What Is Lifestyle Inflation?
For some, the response to a pay increase is to rent a bigger apartment, buy a new car, to go out to eat more often, and so on. In other words, they change their lifestyle because they are earning more. But this also means that some, or all, of that additional money they are earning is already spent every month. While their spending is increasing, their debt payments or savings stay the same. You need to consider, is it worth it to pay twice the rent to have a gym in the building (that you’ve only used once)? Or would it be better to put that money toward paying off your credit card bills or save it and finally get to travel like you’ve always wanted?
The goal should always be to live within your means. This means your income covers all your expenses. The money left over after paying for all your expenses should go toward paying down debt and accumulating savings. If you have debt, pay more than the minimum payment due. Set money aside for an emergency fund. Once you have that set aside, contribute to retirement savings and invest the remaining money.
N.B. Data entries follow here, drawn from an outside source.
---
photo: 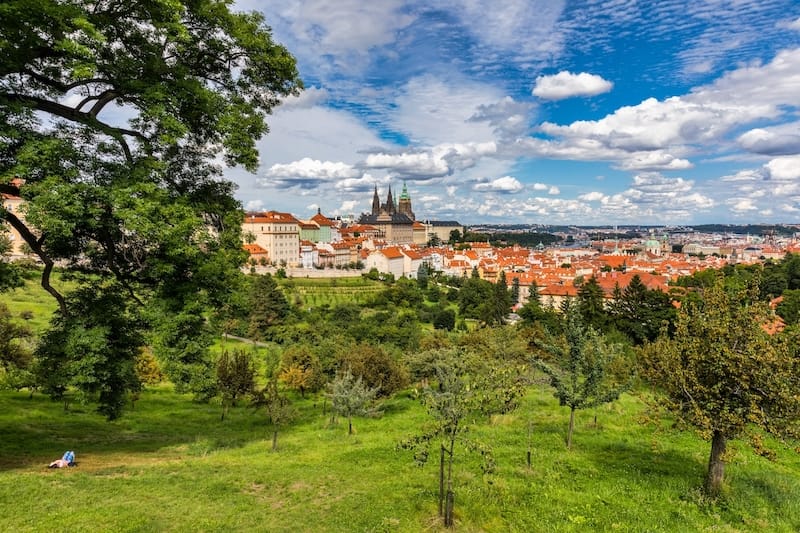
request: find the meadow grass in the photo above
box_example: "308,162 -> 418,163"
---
0,385 -> 800,532
279,277 -> 386,308
0,271 -> 65,333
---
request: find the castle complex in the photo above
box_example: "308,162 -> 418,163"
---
358,183 -> 415,243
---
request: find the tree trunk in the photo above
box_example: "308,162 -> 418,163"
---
706,430 -> 728,497
527,422 -> 533,470
444,488 -> 456,527
567,407 -> 575,450
439,444 -> 444,516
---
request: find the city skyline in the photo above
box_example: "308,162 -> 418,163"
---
226,0 -> 800,225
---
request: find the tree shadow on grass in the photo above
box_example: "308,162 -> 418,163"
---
0,389 -> 270,471
587,436 -> 705,484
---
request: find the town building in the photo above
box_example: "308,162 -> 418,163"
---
242,211 -> 300,267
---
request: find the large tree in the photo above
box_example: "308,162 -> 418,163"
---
0,0 -> 300,414
641,279 -> 800,495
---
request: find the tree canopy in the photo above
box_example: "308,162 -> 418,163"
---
0,0 -> 301,416
641,278 -> 800,495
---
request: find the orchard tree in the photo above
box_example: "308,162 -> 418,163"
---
253,359 -> 297,452
534,304 -> 627,449
399,348 -> 523,527
217,350 -> 256,420
247,274 -> 289,340
0,0 -> 301,414
327,369 -> 378,435
641,279 -> 800,496
577,276 -> 608,331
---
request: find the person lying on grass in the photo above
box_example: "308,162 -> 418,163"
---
48,451 -> 75,468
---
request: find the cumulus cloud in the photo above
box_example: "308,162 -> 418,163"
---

When your income increases, you have options on where to put that additional money. It can be tempting to spend it, upgrade from what you normally buy, figuring you might as well enjoy it a little. Or you can put it toward paying down debt and increasing savings. The former might be fun for now, but the latter will be more beneficial for you in the long run. By spending that money, you aren’t moving up. You’re holding yourself back. Debt will continue to tie you down. Lack of savings will limit you in what you can afford and keep you from reaching your financial goals.
The Simple Solution
The simple solution to avoiding lifestyle inflation is a two-part process. First, make saving automatic. Set up an automatic deduction from your paycheck to your retirement account. Set up another deduction to a secondary bank account for money that will only go towards savings or paying down debt. Second, make it a percentage. Make those automatic deductions a percentage, rather than a dollar amount, this is the key. By deducting a percentage, when your income increases, so does your deduction. If you get a raise, or you work overtime or you get a bonus, the amount that gets deducted will reflect that income increase.
Not So Scary Anymore
So with that simple solution, automatic deductions set at a percentage, you can avoid lifestyle inflation. It’s not to say you can never upgrade your living situation or your wardrobe, but instead, it’s about being intentional and seeing the big picture. Remember your long-term financial goals as you decide how to spend your money and use automatic deductions to help you when temptations come along.
Talk to your HR rep or bank to set up automatic deductions set at a percentage to avoid lifestyle inflation.